But look like developers (at large) fight with Java-like bureaucracy instead of replace it.
For example, In https://news.ycombinator.com/item?id=8048014 is discussed how great could be the use of Nimrod, but the lack of ecosystem kill this for a lot of people. The energy on build it is hard. However, the energy of battle against the complexity of a ecosystem like Java is bigger... so weird, not?
I think the general rule is that complexity will inflate to about the point where a person with moderately high IQ can't understand it any more. So if you start with a beautiful simple language (say, Python or Java) people will immediately use their free mental "bandwidth" to start adding layers on top of that complexity, and they won't stop until they basically can't understand it themselves any more. Then we will go through another cycle of simplification where someone invents a new language or approach and everyone flocks to it because it is simple and they can understand it and start assembling complexity on top of that ... (Gradle, which Tim refers to, btw, is a perfect example of that ...).

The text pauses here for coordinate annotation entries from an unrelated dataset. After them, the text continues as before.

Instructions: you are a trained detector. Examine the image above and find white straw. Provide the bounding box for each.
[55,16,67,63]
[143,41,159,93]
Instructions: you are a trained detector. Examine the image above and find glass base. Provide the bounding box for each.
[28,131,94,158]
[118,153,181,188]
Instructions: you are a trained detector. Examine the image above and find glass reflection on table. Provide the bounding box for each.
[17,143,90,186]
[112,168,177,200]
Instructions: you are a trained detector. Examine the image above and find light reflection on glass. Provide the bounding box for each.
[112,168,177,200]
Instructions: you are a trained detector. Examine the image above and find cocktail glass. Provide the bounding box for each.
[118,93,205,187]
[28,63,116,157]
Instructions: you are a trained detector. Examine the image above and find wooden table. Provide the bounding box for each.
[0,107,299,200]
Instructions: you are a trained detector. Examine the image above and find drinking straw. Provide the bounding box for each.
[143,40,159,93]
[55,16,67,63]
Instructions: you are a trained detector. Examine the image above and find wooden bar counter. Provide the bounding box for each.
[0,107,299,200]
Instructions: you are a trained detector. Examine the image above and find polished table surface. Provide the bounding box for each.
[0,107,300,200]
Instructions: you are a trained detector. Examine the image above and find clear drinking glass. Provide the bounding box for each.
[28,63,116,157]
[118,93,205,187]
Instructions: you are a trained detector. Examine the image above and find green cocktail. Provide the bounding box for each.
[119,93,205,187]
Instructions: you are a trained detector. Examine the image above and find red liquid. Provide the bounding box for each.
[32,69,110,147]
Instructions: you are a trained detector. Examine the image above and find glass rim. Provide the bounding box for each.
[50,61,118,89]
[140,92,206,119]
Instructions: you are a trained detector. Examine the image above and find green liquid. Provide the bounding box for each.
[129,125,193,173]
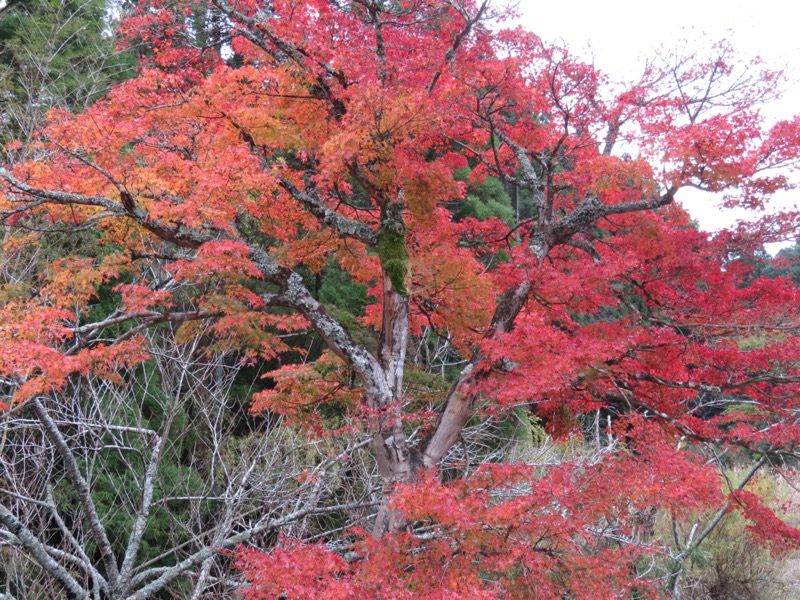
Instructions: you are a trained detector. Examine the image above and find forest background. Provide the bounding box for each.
[0,0,800,600]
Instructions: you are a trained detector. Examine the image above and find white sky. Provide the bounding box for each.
[519,0,800,248]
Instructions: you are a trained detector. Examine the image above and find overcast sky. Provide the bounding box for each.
[519,0,800,246]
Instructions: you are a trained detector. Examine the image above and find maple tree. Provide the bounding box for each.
[0,0,800,598]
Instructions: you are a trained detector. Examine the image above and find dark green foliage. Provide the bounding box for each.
[378,220,408,296]
[0,0,136,143]
[453,169,516,225]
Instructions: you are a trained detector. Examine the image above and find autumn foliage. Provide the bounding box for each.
[0,0,800,599]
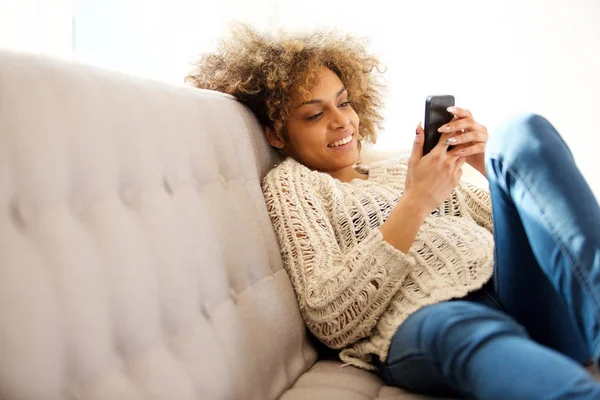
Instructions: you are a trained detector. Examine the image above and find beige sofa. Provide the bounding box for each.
[0,51,450,400]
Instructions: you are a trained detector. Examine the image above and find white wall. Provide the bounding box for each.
[0,0,600,198]
[0,0,73,59]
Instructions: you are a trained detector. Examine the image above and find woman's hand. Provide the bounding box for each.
[402,121,466,214]
[438,107,489,176]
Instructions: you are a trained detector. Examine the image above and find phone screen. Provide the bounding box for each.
[423,95,454,155]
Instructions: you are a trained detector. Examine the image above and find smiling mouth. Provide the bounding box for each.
[327,135,352,148]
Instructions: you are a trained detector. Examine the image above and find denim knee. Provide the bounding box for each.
[485,113,572,178]
[486,113,551,161]
[419,301,528,374]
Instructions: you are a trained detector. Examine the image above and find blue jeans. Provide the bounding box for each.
[380,114,600,400]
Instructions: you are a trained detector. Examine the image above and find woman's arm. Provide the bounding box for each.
[456,181,494,233]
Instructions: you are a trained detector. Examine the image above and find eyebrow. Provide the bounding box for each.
[296,87,346,109]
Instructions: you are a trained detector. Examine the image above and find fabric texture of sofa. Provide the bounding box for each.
[0,51,454,400]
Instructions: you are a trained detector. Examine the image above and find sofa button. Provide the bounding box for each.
[71,199,83,218]
[200,304,210,319]
[120,186,141,208]
[229,288,238,304]
[10,198,31,228]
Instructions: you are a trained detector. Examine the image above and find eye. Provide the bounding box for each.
[306,112,323,121]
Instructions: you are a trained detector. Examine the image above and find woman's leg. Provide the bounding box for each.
[381,300,600,400]
[486,114,600,363]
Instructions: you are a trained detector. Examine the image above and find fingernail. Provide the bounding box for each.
[444,137,458,144]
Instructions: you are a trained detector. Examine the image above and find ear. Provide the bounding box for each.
[264,125,285,149]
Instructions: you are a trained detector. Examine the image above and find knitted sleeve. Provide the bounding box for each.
[263,164,415,349]
[456,181,494,232]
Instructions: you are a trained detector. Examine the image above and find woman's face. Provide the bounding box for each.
[277,67,359,177]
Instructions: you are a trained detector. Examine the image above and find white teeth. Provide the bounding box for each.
[327,135,352,147]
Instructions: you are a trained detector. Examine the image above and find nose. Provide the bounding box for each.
[331,108,350,129]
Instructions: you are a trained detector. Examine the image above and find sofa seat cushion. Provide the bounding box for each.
[280,360,452,400]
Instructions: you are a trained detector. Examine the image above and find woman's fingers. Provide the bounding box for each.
[448,143,485,158]
[444,131,488,146]
[438,117,486,133]
[447,106,473,118]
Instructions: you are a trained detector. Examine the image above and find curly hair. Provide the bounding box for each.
[185,24,383,150]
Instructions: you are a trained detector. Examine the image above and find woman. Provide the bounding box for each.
[188,26,600,400]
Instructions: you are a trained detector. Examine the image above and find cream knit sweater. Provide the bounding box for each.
[263,158,494,370]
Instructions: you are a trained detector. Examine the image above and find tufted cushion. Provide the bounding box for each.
[0,53,316,400]
[281,360,450,400]
[0,52,450,400]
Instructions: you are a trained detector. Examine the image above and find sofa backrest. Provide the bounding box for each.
[0,52,316,400]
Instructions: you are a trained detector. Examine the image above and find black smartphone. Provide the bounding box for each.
[423,95,454,155]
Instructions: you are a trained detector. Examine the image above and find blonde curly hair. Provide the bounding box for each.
[185,24,383,151]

Unfortunately, Gradle chose Groovy for its programming interface, and Groovy was designed to be complex so its backers could sell conferences, courses, and consultants. Thankfully, it looks like Gradle's going polyglot soon, their Gradle 2 roadmap [1] talks about a configuration-on-demand build model which could expose an API usable by any scripting language, like with vertX.
[1] http://forums.gradle.org/gradle/topics/revolutionary_new_gra...
Can be argued that the problem is that everyone keep grinding until is too late to simplify it, ie, the activity of simplify stuff must be done more often.
Also, make things worse than complicated stuff is now a huge legacy and then even if you have a better/simple tool is necessary to mess with them.
My inclination is towards the idea of learning what you need, and learn enough about it to make/code something valuable.
Gotta know your linux, your scripting, vagrant, docker, salt, git, testing, continuous integration, editor(evil + emacs in my case), algorithms, datastructures, best practices, libraries you are currently using, sql, how servers work, how the web works, memory management, and on and on and on.
On top of that, synthesize all of the above into something usable and maintainable, then maintain it. I'm starting to suspect the day I have a good grasp of the basics is the day I become a master.